Lake Powell continues to rise a foot per week. The fill rate will increase when warm weather finally releases the snow pack in the mountains. There has been one cold front per week for what seems like forever. 

Warming and cooling have fragmented bass spawning. Some spawned early and some late, but the big event was a no show in 2008.

The positive aspect of the blustery weather is that striped bass are still holding in the main channel in large numbers. They have their noses turned into the slight current, waiting for warming to trigger spawning. While there, they are easy targets for bait anglers. Graph along the edge of the channel at first light in the morning. When a school is found, a bit of chum will ignite the school into a morning feeding frenzy.
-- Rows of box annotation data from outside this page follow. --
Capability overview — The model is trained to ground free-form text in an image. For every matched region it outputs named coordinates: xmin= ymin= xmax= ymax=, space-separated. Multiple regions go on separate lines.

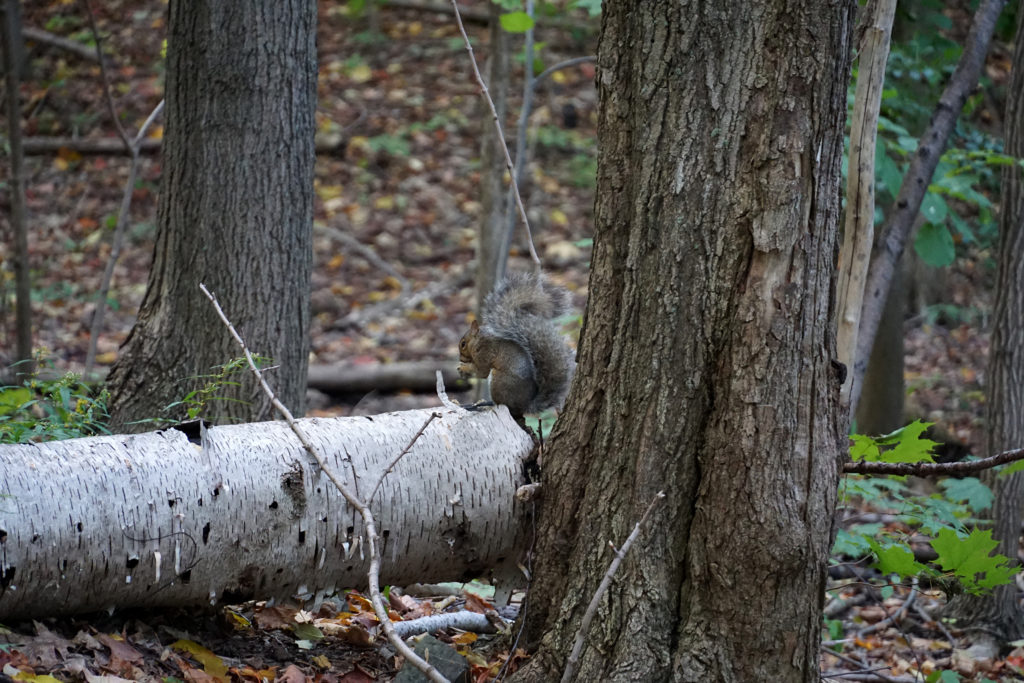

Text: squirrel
xmin=459 ymin=273 xmax=575 ymax=421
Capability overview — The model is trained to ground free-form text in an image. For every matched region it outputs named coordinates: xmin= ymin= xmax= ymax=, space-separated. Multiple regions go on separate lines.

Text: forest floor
xmin=0 ymin=0 xmax=1024 ymax=683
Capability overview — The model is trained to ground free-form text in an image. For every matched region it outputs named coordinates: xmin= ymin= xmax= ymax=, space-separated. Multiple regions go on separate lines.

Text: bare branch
xmin=843 ymin=449 xmax=1024 ymax=477
xmin=367 ymin=413 xmax=441 ymax=505
xmin=199 ymin=283 xmax=447 ymax=683
xmin=452 ymin=0 xmax=541 ymax=267
xmin=562 ymin=490 xmax=665 ymax=683
xmin=850 ymin=0 xmax=1006 ymax=411
xmin=22 ymin=26 xmax=98 ymax=61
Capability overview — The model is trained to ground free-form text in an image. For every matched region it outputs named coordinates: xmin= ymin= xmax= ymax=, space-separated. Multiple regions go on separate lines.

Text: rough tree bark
xmin=109 ymin=0 xmax=316 ymax=431
xmin=947 ymin=11 xmax=1024 ymax=656
xmin=476 ymin=3 xmax=511 ymax=311
xmin=0 ymin=409 xmax=532 ymax=620
xmin=515 ymin=0 xmax=855 ymax=683
xmin=2 ymin=0 xmax=34 ymax=380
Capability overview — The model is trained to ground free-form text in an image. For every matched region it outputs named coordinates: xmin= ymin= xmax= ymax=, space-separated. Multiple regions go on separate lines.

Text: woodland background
xmin=0 ymin=1 xmax=1024 ymax=680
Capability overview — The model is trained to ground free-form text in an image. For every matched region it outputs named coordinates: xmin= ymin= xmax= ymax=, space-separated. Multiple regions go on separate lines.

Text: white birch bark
xmin=0 ymin=408 xmax=531 ymax=621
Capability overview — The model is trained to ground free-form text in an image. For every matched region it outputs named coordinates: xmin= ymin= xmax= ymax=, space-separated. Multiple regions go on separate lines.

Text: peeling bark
xmin=0 ymin=408 xmax=532 ymax=621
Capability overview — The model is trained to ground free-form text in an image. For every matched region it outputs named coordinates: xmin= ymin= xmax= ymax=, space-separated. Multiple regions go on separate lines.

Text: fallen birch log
xmin=0 ymin=408 xmax=531 ymax=621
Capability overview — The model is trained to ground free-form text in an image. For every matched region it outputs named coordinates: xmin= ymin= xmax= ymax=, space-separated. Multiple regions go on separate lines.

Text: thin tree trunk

Most fish will be between 1-3 pounds but fishing is intense for the first hour of the day.

When the sun hits the water, fishing changes to spurts of activity followed by slow periods.  The school can take off feeding again anytime. 

If a good spot was found in the morning, expect fish to return there during the day.  It helps to have a few spots in mind to keep trying during the day to maximize the catch.  

Just a slight ledge or small rock slide may be enough to hold a large school of stripers. While stripers are still being caught at the dam, it seems more fish are found from Buoy 1 to the mouth of Antelope, from the power plant intake to Buoy 9, and in Navajo Canyon.

Further uplake stripers are next caught at the mouth of Last Chance and then uplake to Lake Canyon, mouth of Halls Creek and Moki Canyon.  I am sure there are many more spots just as good. 

Look at the features characterizing a historically good fishing spot and try similar areas in other parts of the lake to find your own private fishing hole.

Runoff has muddied the water down to Good Hope Bay in the Colorado and to Neskahi Bay in the San Juan. The backs of canyons are still fishable, but avoid the main channel farther upstream in both arms of the lake.

Smallmouth bass become active with warming water.  Afternoon fishing is best after the lake has a chance to warm 3-5 degrees.  If the temperature is 60 in the morning, expect bass to bite well when it reaches 65 degrees.

Bass are found midway back in the canyons. In slick rock canyons, expect bass to be on relatively scarce broken rock, ledges or around brush. 
In most canyons, look for a short drainage or submerged creek channel joining the main canyon.  These abrupt breaks are perfect spots for bass and walleye to ambush prey.

Always look for fish around color changes from brown to green and green to clear.  Factors that cause color changes also congregate fish in select locations. 

At press time, lake elevation was 3,598, and water temperature: 59-66F.